Monte Cimone, 7 luglio 2013. Sveglia all'alba per coprire i cinquanta chilometri verso l'ultima avventura della spedizione emiliana: i 2.165 metri del rilievo più elevato di questa regione. Solito inturcinamento di carrozzabili per la località di Doccia, sopra Fiumalbo, dove intraprendiamo la sterrata che in pigre e boscose svolte ci deposita fra nembi e vento ai 1.817 metri del Pian Cavallaro.
Ci immergiamo nella nebbia e guadagniamo in breve la ventosa vetta del Cimone, zona militare dell'Aeronautica chiusa all'accesso fino a pochi anni or sono e costellata di una quantità impressionante di costruzioni. Edifici di più piani, antenne, ripetitori, un eliporto, l'oratorio della Madonna della Neve, rimesse diroccate e camminamenti protetti dalla intemperie.

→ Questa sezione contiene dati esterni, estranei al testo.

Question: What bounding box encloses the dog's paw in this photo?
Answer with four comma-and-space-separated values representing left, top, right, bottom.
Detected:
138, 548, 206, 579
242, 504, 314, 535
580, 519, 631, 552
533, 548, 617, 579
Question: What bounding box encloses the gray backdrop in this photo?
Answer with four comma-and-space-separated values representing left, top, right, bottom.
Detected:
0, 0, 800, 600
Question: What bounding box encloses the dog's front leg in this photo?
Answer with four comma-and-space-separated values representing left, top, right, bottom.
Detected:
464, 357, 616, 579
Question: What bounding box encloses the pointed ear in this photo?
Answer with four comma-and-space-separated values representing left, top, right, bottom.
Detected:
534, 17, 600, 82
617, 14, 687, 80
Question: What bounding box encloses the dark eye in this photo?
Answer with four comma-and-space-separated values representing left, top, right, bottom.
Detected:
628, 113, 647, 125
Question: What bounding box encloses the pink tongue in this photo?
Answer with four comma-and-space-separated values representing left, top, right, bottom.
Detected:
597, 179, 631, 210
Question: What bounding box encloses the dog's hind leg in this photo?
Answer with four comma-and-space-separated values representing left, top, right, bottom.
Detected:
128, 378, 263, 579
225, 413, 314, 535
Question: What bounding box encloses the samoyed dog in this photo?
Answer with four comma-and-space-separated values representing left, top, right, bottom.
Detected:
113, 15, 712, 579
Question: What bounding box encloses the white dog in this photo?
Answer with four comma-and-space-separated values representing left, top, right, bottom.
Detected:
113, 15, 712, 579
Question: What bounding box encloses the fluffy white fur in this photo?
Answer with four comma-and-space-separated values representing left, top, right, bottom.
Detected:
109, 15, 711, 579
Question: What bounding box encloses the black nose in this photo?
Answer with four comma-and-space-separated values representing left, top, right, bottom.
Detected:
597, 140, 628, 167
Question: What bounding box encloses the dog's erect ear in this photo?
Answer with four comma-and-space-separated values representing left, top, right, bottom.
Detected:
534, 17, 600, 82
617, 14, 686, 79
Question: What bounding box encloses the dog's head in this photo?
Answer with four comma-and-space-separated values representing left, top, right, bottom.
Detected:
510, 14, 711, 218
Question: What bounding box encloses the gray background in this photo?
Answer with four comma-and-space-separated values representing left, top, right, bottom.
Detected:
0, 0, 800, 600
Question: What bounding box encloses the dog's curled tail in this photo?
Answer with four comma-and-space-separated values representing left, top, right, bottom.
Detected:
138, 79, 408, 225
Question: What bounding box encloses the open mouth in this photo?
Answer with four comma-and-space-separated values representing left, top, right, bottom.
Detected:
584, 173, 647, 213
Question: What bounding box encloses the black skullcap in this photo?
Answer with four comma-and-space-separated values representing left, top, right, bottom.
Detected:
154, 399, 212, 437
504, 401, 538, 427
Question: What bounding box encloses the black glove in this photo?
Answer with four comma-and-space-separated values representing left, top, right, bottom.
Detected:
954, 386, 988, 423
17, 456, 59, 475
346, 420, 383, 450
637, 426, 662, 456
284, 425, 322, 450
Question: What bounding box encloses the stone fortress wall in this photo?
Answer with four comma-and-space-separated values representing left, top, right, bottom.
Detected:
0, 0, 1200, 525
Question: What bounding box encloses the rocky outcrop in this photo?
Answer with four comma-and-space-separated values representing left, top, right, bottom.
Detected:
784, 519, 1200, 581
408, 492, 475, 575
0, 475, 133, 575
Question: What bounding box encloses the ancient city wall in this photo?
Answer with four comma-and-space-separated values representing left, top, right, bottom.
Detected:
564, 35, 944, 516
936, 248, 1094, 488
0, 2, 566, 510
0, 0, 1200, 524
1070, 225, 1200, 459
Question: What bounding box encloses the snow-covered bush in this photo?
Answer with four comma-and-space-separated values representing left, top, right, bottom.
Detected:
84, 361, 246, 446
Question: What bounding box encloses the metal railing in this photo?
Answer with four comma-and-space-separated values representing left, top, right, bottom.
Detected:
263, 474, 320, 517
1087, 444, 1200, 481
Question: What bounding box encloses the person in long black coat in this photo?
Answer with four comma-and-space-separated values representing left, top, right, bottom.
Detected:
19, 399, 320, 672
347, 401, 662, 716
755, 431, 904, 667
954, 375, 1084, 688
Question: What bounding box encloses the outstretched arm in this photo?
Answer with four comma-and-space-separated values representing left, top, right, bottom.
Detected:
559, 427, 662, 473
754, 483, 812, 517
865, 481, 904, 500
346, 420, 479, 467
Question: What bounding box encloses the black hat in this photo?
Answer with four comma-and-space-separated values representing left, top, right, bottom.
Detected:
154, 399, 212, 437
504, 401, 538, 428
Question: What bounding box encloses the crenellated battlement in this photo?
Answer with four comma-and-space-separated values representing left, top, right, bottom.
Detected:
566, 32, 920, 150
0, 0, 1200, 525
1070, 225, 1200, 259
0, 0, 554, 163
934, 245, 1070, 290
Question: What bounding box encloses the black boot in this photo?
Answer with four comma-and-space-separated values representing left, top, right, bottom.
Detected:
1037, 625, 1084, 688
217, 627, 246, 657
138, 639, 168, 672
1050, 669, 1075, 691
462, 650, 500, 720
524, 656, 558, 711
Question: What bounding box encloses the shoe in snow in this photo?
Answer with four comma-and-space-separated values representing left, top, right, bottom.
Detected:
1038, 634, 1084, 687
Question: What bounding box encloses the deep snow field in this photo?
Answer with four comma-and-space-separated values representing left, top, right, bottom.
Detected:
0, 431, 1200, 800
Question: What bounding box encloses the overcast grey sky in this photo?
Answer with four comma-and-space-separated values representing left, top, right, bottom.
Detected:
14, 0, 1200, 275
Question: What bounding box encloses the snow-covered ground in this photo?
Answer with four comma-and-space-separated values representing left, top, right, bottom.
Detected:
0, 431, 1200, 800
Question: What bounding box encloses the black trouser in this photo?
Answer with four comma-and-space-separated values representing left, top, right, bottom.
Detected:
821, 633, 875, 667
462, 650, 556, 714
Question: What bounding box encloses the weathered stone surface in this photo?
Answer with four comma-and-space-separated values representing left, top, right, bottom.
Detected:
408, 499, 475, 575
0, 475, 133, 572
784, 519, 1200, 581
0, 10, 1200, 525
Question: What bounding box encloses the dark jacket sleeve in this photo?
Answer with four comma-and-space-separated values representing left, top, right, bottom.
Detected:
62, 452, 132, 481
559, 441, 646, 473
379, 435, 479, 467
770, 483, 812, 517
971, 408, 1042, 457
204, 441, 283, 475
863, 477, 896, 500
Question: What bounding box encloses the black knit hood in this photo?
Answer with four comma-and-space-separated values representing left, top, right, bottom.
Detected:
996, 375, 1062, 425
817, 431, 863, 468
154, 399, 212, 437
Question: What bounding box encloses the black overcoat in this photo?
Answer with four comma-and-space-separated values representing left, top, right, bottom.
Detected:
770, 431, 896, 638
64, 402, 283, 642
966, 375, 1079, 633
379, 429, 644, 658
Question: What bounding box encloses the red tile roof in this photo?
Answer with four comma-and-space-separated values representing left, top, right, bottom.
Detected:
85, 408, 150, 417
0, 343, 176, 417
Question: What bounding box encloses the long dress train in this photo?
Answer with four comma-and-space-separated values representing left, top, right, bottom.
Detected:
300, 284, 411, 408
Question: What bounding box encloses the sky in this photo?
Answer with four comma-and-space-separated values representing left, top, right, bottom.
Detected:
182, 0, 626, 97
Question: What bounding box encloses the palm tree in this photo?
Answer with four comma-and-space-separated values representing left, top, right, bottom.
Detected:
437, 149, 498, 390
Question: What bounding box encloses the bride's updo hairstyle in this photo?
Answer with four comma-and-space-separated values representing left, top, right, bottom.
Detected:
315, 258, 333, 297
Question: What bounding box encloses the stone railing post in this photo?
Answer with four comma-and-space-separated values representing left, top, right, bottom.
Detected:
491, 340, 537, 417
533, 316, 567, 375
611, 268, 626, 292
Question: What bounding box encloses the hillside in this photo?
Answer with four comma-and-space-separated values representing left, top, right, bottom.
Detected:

Doveva essere ben particolare prestare servizio quassù durante i nevosi inverni e le luminose estati della Guerra Fredda.
Pochi passi per i 2.118 metri del Cimoncino e, confidando delle indicazione di un altro escursionista incontrato nella nebbia e della puntuale segnaletica, costruiamo per il ritorno un anello lungo la dorsale sud-est, abbandonando gradatamente brume e vento per pascoli alpini dal sapore scandinavo costellati di eriofori e torrenti. Alcune stupefacenti costruzioni celtiche e siamo infine alla vettura, dove terminano questi tre soddisfacenti giorni sull'Appennino Tosco Emiliano.